How Design Thinking differs from other problem solving approaches
Fall in love with the problem

Few months back, I learnt the founders of Airbnb mostly rent out their space to airbnb guest and also stay in other hosts’ spaces. Throughout the company employees are encouraged and incentivised to rent out their spaces and also travel and serve as guest at other spaces.
This is done to onboard them into the first phase of effective problem solving, which is Understanding the Problem, and laying foundation of designing a great product.
Hence, this brings me to the question, “What is the biggest difference that sets Design Thinking apart for other approaches?” And the answer is the word ‘EMPATHY’.

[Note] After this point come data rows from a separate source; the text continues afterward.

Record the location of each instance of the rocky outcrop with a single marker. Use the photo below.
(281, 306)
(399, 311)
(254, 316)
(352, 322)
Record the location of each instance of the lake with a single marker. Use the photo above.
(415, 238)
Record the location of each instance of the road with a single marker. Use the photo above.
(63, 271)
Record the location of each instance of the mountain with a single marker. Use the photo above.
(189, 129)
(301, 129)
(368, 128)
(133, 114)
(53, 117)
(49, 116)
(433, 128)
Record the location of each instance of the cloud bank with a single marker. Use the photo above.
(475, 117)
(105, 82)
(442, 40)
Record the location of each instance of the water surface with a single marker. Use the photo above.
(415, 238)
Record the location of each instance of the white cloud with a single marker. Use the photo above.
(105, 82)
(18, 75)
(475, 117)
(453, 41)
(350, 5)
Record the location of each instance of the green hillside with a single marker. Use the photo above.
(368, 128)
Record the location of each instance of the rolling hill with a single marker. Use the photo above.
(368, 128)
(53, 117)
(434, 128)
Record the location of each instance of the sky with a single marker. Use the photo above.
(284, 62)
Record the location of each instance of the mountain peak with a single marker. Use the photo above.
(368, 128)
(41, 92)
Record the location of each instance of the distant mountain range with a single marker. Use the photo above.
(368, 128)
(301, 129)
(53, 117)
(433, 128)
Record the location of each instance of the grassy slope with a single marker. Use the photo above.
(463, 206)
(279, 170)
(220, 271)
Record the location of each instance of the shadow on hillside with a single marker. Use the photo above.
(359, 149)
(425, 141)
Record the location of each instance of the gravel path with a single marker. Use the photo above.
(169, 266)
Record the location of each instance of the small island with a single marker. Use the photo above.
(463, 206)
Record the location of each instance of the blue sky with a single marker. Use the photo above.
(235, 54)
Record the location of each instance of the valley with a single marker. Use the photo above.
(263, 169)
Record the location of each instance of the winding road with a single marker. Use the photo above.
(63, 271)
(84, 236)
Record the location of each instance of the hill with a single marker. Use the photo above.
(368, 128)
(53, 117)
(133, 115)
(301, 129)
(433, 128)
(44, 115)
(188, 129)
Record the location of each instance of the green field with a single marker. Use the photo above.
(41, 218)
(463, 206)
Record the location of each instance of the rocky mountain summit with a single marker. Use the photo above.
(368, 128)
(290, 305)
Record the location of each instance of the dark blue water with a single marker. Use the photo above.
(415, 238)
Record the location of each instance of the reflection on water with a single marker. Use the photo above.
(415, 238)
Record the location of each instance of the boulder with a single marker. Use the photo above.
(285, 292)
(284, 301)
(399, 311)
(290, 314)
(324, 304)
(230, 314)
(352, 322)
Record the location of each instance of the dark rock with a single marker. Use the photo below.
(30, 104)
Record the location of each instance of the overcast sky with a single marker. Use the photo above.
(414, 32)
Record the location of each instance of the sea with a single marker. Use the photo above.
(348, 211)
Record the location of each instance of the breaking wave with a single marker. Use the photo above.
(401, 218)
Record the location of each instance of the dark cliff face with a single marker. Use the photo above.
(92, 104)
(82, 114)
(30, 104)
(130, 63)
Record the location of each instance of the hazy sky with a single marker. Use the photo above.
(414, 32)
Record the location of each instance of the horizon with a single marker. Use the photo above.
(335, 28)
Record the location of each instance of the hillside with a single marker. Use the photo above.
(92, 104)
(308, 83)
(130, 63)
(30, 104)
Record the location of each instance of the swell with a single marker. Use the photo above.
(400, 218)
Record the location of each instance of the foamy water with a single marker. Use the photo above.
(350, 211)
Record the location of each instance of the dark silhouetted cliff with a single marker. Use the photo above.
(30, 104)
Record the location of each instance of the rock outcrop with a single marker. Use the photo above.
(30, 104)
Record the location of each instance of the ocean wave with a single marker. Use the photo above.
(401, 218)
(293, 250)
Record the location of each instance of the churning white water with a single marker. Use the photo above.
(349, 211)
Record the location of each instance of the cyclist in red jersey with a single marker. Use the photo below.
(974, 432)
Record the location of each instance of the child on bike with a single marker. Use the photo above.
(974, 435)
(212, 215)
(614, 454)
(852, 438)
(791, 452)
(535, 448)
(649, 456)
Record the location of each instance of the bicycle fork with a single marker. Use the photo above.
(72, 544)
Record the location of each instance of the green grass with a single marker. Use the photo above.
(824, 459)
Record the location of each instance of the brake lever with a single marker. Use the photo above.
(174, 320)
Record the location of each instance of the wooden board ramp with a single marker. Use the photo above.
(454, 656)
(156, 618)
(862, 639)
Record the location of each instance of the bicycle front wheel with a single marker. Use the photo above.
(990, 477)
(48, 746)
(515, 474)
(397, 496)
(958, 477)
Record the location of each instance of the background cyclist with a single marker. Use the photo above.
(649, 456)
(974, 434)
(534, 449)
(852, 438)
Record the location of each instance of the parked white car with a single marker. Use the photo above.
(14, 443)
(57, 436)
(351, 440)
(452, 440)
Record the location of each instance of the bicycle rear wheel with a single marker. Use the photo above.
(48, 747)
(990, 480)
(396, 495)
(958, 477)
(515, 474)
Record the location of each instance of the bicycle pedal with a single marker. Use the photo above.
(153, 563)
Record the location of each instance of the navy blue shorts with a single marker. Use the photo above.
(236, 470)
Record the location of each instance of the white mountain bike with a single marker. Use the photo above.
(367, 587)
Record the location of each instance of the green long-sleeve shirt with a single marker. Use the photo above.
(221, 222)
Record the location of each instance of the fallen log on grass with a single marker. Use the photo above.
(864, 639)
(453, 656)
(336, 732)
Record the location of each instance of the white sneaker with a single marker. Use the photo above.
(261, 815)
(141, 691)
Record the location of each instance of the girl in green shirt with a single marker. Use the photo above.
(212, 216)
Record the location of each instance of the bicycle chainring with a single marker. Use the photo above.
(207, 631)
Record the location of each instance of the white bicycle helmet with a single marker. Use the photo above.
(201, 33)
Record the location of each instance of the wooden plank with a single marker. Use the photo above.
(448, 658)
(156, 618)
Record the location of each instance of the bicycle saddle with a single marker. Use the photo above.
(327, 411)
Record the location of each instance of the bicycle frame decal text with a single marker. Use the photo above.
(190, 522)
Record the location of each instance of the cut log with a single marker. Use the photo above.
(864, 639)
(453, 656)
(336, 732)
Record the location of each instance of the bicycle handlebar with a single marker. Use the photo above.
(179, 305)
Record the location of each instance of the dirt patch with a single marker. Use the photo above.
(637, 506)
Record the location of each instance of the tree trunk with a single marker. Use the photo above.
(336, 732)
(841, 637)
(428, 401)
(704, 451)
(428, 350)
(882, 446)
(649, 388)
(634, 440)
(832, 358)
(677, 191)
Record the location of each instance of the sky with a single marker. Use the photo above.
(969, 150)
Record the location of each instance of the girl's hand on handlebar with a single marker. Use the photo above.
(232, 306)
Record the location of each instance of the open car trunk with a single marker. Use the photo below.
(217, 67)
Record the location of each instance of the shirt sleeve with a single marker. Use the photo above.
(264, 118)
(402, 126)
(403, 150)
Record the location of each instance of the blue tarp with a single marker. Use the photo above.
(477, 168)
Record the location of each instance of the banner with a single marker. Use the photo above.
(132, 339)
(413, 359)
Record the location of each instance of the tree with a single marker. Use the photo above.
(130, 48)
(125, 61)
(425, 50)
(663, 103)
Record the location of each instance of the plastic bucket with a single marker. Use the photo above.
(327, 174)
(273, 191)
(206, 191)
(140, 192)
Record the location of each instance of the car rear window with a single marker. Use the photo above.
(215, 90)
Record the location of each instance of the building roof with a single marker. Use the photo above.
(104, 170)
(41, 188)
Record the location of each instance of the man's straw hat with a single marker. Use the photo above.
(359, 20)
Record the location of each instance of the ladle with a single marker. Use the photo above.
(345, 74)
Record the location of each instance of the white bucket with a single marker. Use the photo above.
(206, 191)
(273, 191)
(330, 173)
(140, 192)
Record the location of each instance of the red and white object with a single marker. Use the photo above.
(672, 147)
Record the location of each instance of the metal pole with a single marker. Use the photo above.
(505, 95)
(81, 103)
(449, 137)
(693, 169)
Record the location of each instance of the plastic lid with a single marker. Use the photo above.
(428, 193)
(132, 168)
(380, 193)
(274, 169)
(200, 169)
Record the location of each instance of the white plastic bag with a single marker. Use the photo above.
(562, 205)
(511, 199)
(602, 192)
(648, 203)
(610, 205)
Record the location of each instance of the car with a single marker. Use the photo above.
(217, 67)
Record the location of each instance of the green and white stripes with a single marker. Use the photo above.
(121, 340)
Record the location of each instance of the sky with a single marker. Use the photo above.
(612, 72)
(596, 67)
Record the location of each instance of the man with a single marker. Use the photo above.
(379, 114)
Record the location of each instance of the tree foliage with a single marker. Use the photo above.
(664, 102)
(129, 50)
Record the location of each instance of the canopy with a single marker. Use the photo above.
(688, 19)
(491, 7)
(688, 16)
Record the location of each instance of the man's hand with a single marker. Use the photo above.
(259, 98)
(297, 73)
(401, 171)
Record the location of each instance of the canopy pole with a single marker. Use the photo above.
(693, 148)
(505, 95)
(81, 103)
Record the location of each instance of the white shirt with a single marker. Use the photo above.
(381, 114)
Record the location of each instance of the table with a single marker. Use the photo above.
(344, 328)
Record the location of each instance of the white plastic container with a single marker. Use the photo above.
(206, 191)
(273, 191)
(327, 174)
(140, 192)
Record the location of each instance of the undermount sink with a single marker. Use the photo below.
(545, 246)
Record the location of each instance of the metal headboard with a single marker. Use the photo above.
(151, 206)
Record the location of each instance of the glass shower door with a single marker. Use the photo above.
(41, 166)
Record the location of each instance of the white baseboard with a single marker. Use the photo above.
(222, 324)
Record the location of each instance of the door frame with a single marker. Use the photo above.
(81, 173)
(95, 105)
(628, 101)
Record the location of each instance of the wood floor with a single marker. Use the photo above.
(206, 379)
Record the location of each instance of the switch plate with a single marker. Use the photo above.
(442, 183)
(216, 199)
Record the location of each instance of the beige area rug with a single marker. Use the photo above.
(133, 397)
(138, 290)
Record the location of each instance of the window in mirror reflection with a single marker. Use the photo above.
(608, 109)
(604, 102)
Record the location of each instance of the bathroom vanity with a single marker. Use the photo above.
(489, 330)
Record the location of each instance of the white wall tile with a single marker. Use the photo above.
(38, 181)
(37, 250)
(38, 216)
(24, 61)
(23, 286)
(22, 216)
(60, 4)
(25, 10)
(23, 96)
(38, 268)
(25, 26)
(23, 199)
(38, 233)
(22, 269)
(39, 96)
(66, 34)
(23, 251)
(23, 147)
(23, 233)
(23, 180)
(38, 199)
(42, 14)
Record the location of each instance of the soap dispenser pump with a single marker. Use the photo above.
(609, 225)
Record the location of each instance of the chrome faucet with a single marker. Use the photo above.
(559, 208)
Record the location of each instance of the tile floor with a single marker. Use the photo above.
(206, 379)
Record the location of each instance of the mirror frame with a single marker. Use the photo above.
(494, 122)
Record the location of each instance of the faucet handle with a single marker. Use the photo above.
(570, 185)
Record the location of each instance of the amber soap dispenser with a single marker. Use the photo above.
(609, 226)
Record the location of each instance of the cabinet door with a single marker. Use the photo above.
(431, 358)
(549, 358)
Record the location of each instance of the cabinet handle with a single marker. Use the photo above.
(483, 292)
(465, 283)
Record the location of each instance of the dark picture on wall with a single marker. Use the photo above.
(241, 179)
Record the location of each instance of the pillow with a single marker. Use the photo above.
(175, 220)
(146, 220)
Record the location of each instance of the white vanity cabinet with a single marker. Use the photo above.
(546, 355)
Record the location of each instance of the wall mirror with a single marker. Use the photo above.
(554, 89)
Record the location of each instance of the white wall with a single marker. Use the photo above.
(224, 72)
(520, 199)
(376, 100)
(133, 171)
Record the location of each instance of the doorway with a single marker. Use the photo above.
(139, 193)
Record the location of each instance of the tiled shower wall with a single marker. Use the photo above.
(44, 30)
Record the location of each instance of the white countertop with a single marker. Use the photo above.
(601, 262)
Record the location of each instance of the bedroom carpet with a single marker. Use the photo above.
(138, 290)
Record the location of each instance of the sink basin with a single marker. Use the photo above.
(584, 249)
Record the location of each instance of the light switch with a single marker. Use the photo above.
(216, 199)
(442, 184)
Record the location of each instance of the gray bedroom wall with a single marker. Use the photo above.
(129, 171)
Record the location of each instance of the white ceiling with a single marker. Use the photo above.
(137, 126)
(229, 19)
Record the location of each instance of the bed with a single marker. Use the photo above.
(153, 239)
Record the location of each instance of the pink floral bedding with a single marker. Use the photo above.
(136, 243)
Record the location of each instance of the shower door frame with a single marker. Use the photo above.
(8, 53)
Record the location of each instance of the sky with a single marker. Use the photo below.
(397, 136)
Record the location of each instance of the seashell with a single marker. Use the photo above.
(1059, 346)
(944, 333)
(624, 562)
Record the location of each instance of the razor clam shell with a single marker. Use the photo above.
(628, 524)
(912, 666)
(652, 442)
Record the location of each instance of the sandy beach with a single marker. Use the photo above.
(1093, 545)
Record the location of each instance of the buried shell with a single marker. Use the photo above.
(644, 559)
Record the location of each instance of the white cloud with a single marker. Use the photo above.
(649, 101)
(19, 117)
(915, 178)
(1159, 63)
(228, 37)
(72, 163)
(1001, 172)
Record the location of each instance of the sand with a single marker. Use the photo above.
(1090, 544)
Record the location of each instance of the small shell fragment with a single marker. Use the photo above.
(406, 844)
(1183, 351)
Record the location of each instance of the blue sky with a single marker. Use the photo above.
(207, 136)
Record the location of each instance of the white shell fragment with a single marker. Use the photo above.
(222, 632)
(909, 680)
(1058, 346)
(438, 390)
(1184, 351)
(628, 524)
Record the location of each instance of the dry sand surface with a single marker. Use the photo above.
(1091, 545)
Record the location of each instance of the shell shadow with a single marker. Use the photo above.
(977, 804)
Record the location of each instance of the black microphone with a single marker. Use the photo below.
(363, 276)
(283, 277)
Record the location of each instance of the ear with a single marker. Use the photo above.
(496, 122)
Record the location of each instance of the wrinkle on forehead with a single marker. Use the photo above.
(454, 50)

Empathy is simply defined as the ability to understand and share the feelings of another. We generally think of empathy as being a nice thing, something that caring people do to help others, but there’s more to it. It is also about embedding yourself in the other person’s point of view. Seeing a situation or problem from their perspective.
Still on the Airbnb example, during the founding days of the company, Brian Chesky (CEO) and his co-founders went door-to-door, meeting Airbnb hosts in person, taking photographs of their space, speaking with them and learning what they did and didn’t like about the product. In his words, “If I want to make something amazing for you, I just spend time with you.”
One of the core principles of design thinking is its focus on human values at every stage of the process and empathy for the people for whom you’re designing is fundamental to this process. Design thinking is deeply rooted in empathy, where you try to see from the perspective of a user of a given design or product.
The Agile Methodology in software engineering is also iterative, adaptive and uses continuous feedback and engagement. However, there is no empathy in agile development process.
In agile methodology, during problem definition and requirements gathering, instead of asking ‘why’ , we ask ‘what’. For example, we need to create a dashboard visualisation tool for a demography of users. In Agile, we ask the user what they want, then compile a list of deliverables and deliver those features to the user. With design thinking, we do ask what the user requires in the product, but we also walk through the user’s current journey, find out which triggers invoke the problem, why they need the product, how they are currently solving the problem, etc. All these immerse we the designers into the problem and open our minds to really determine the goal of our solution.
“It is really hard to design something for someone if you don’t have empathy”.
Empathy is the starting point for innovation. Design thinking starts with the needs of individuals because designing for individual needs often leads to greater insights and inspiration. The best solutions come out of the best insights into human behaviour when we understand and can predict the actions of the humans we’re designing for.
There is a lot more to design thinking than this, but in a nutshell it is about human-centered design where Empathy is King.